Howell Raines: Bitter, Conceited, Clueless and Dumb
Lots of Mea, Little Culpa in Gray Lady Scandal Response


HOWELLRAINES


The reign of Howell Raines came
to a bitter end

For those in the media, and perhaps for a few others, the most gripping, real-life story to emerge last year involved a series of unprecedented scandals at the The New York Times, the ‘grey lady of journalism’.
On May 1 2003, Jayson Blair, a New York Times reporter, tendered his resignation when it was revealed that he had fabricated and plagiarized dozens of articles. In the month that followed, the internal scandals at the Times became hot news.
Rick Bragg, a Pulitzer Prize-winning national reporter, resigned after he made derogatory comments about Times reporters’ use of stringers.
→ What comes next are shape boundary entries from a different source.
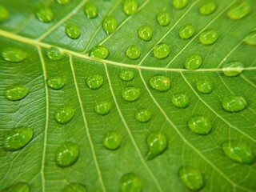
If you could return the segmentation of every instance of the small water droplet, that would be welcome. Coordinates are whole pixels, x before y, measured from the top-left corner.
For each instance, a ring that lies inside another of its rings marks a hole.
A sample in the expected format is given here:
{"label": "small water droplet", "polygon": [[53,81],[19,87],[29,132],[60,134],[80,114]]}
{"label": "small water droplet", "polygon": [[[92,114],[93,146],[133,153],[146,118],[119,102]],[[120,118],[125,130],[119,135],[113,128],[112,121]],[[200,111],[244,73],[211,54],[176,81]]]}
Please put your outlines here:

Reporters and editors who had been upset by the imperious and autocratic leadership style of then editor Howell Raines felt emboldened to speak out.
Slightly more than a month after the scandal broke out, Raines and his managing editor, Gerald Boyd, were asked to leave the paper by Times publisher, Arthur O. Sulzberger Jr. Bill Keller, the man who had been passed over for the top editorial job at The New York Times two years earlier, in favour of Raines, was then elevated to the executive editor’s position.
The trials and tribulations of the Times made for compelling reading (nothing like airing your dirty linen in public). Raines, who subsequent to leaving the Times took on teaching duties at the Columbia School of Journalism, has written a sweeping and often scorching 21,000 word essay, titled ‘My Times’, for the May issue of The Atlantic Monthly, wherein he sets about to re-write history, absolving himself of much of the blame for the travails which beset the Times in 2003.

“Two distinct and parallel cultures (existed): the culture of achievement and the culture of complaint … a large percentage of Times reporters and editors opt(ed) out of meritocratic competition within a couple of years of joining the paper, with many simply passing their time until retirement … one important mission I did not get around to was finding the kind of critics capable of becoming trademark names in every field of aesthetic or consumer interest — everything from wines to Broadway.”
“My greatest joy in newspapering came from the quarter of a century … at The Times with the most talented staff in the business. My greatest frustration was that The Times was seldom as good as it could have been, given its advantages in money and prestige.”

Raines accepts responsibility “for the failure to catch” Jayson Blair, but claims he didn’t know about Blair’s error-prone ways until the writer left the paper. He says no one told him.
Cynthia Cotts, in the Village Voice, finds Raines’ disavowal mystifying at best, disingenuous at its worst, while Jack Shafer in his article, published on the Slate website, suggests that Raines’ is a “very selective account.”
According to Newsweek’s Periscope column on the Raines essay, “Atlantic Monthly editor Robert Vanes, who edited the story, told Newsweek that Raines’s original draft was a third longer — and even meaner. ‘If anything, we worked to tone down sections,’ said Vanes.”
Times spokeswoman Catherine Mathis when asked for a response to Raines’ screed, simply avers: “We wish Mr. Raines well.” Noting that Raines calls The Times “indispensable,” Mathis added, “We agree. And this is due to the inspired work of Times men and women over decades.”

Sex and the Single Plagiarist

“After three years of chronicling the local dating scene, one of Vancouver’s most talked-about columnists has put away her little black book — and dodged her biggest controversy yet.”


ANGELEYANOR


Angèle Yanor

The Globe and Mail’s Alexandra Gill bemoans the fact that Angèle Yanor no longer writes the ‘singles chick’ column for the Vancouver Sun.
For VanRamblings, the real issue surrounding the controversy involving Ms. Yanor is not that she proved to be a plagiarist (gee shucks, came as a complete surprise to me), but rather that The Vancouver Sun cynically chose to inflict her unreadable, self-indulgent wannabe ‘chick lit’ prose on an unsuspecting readership, in the first place.